From 4429d372d0586808dd651fc336b29cc405cfb09c Mon Sep 17 00:00:00 2001
From: Ian Goodfellow <goodfellow@google.com>
Date: Tue, 27 Nov 2018 06:29:05 -0800
Subject: [PATCH] Fix bugs in SPSA early stopping (#906)

* tweak doc

* add to documentation of early_stop_loss_threshold

* more detail to doc

* fix bugs in early stopping

* Update cleverhans/attacks_tf.py

Co-Authored-By: goodfeli <goodfellow@google.com>
---
 cleverhans/attacks/__init__.py | 42 +++++++++++++++++++++++-----------
 cleverhans/attacks_tf.py       |  4 ++--
 2 files changed, 31 insertions(+), 15 deletions(-)

diff --git a/cleverhans/attacks/__init__.py b/cleverhans/attacks/__init__.py
index 11b53c724..cd7faa055 100644
--- a/cleverhans/attacks/__init__.py
+++ b/cleverhans/attacks/__init__.py
@@ -2593,9 +2593,17 @@ def projected_optimization(loss_fn,
     :param project_perturbation: A function, which will be used to enforce
                                  some constraint. It should have the same
                                  signature as `_project_perturbation`.
-    :param early_stop_loss_threshold: A float or None.

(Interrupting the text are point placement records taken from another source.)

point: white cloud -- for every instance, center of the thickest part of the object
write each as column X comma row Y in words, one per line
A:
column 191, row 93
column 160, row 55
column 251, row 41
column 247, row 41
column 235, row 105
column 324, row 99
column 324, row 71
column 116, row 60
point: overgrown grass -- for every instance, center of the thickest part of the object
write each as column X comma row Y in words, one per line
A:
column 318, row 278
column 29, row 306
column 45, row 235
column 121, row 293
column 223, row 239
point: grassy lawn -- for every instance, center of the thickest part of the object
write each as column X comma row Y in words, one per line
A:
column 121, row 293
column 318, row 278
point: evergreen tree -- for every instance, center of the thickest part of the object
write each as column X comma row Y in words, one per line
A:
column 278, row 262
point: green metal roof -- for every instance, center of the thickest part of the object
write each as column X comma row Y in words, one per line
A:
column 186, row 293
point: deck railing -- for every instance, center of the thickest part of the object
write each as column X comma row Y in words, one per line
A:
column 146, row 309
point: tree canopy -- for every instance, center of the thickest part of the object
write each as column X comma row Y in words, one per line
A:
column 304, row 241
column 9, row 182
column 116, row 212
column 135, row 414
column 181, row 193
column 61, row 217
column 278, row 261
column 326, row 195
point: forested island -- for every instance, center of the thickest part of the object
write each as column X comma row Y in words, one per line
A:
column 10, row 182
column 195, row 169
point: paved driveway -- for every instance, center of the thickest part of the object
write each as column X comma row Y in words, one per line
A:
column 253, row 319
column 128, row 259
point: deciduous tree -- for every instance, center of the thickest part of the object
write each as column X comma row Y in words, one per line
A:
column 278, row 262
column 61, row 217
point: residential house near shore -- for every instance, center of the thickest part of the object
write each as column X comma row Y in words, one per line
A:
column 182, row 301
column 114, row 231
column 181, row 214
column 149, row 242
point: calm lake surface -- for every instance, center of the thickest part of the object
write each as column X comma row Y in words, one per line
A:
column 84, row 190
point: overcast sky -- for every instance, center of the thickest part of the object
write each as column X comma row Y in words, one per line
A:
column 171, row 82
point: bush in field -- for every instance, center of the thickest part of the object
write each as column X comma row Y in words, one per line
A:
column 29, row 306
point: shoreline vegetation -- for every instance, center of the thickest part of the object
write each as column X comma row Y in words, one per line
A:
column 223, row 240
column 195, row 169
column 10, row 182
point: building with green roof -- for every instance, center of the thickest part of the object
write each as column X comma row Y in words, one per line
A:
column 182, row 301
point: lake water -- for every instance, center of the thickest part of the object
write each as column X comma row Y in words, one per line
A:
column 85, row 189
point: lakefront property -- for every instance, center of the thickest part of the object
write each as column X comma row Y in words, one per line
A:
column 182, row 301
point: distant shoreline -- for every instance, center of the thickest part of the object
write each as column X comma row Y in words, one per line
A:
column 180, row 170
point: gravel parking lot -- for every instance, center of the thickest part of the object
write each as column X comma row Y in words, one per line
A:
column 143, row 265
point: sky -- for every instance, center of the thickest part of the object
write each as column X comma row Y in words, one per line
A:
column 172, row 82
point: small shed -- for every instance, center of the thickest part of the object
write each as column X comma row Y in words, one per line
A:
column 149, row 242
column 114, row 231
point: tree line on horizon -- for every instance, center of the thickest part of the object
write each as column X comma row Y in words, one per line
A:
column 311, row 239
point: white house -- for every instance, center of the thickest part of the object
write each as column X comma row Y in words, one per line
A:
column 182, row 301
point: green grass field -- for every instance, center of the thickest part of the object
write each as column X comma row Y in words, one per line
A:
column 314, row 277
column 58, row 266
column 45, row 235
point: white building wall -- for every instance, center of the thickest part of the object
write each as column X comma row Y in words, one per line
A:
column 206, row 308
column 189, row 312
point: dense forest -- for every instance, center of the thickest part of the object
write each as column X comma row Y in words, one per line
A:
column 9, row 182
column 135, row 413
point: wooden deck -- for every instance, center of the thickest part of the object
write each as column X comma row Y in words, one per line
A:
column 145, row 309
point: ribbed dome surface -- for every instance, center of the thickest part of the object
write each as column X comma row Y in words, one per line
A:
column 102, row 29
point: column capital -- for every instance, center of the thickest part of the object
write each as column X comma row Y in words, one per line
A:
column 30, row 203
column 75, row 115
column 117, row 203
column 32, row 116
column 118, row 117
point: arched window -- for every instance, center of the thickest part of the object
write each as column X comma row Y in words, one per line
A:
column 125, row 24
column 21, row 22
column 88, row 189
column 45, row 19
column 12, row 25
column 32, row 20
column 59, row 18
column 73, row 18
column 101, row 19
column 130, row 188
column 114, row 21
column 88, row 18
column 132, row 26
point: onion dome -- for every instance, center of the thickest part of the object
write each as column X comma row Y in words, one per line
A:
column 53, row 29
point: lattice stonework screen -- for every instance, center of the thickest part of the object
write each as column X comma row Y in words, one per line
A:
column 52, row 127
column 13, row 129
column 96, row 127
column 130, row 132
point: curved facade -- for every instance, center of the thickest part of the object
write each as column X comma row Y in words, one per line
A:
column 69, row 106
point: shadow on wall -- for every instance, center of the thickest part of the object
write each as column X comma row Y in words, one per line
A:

If specified, the
-                                      attack will end if the loss is below
-                                      `early_stop_loss_threshold`.
+    :param early_stop_loss_threshold: A float or None. If specified, the attack will end if the loss is below
+       `early_stop_loss_threshold`.
+        Enabling this option can have several different effects:
+          - Setting the threshold to 0. guarantees that if a successful attack is found, it is returned.
+            This increases the attack success rate, because without early stopping the optimizer can accidentally
+            bounce back to a point where the attack fails.
+          - Early stopping can make the attack run faster because it may run for fewer steps.
+          - Early stopping can make the attack run slower because the loss must be calculated at each step.
+            The loss is not calculated as part of the normal SPSA optimization procedure.
+            For most reasonable choices of hyperparameters, early stopping makes the attack much faster because
+            it decreases the number of steps dramatically.
     :param is_debug: A bool. If True, print debug info for attack progress.
 
   Returns:
@@ -2635,20 +2643,28 @@ def wrapped_loss_fn(x):
 
     new_perturbation_list, new_optim_state = optimizer.minimize(
         wrapped_loss_fn, [perturbation], optim_state)
-    loss = reduce_mean(wrapped_loss_fn(perturbation), axis=0)
-    if is_debug:
-      with tf.device("/cpu:0"):
-        loss = tf.Print(loss, [loss], "Total batch loss")
     projected_perturbation = project_perturbation(new_perturbation_list[0],
                                                   epsilon, input_image,
                                                   clip_min=clip_min,
                                                   clip_max=clip_max)
-    with tf.control_dependencies([loss]):
-      i = tf.identity(i)
-      if early_stop_loss_threshold:
-        i = tf.cond(
-            tf.less(loss, early_stop_loss_threshold),
-            lambda: float(num_steps), lambda: i)
+
+    # Be careful with this bool. A value of 0. is a valid threshold but evaluates to False, so we must explicitly
+    # check whether the value is None.
+    early_stop = early_stop_loss_threshold is not None
+    compute_loss = is_debug or early_stop
+    # Don't waste time building the loss graph if we're not going to use it
+    if compute_loss:
+      # NOTE: this step is not actually redundant with the optimizer step.
+      # SPSA calculates the loss at randomly perturbed points but doesn't calculate the loss at the current point.
+      loss = reduce_mean(wrapped_loss_fn(projected_perturbation), axis=0)
+
+      if is_debug:
+        with tf.device("/cpu:0"):
+          loss = tf.Print(loss, [loss], "Total batch loss")
+
+      if early_stop:
+        i = tf.cond(tf.less(loss, early_stop_loss_threshold), lambda: float(num_steps), lambda: i)
+
     return i + 1, projected_perturbation, nest.flatten(new_optim_state)
 
   def cond(i, *_):
diff --git a/cleverhans/attacks_tf.py b/cleverhans/attacks_tf.py
index b41c90550..a7a7b5aed 100644
--- a/cleverhans/attacks_tf.py
+++ b/cleverhans/attacks_tf.py
@@ -1485,8 +1485,8 @@ class TensorOptimizer(object):
   behaviors when being assigned multiple times within a single sess.run()
   call, particularly in Distributed TF, so this avoids thinking about those
   issues. These are helper classes for the `projected_optimization`
-  method. Apart from not using Variables, they follow the same interface as
-  tf.Optimizer.
+  method. Apart from not using Variables, they follow an interface very
+  similar to tf.Optimizer.
   """
 
   def _compute_gradients(self, loss_fn, x, unused_optim_state):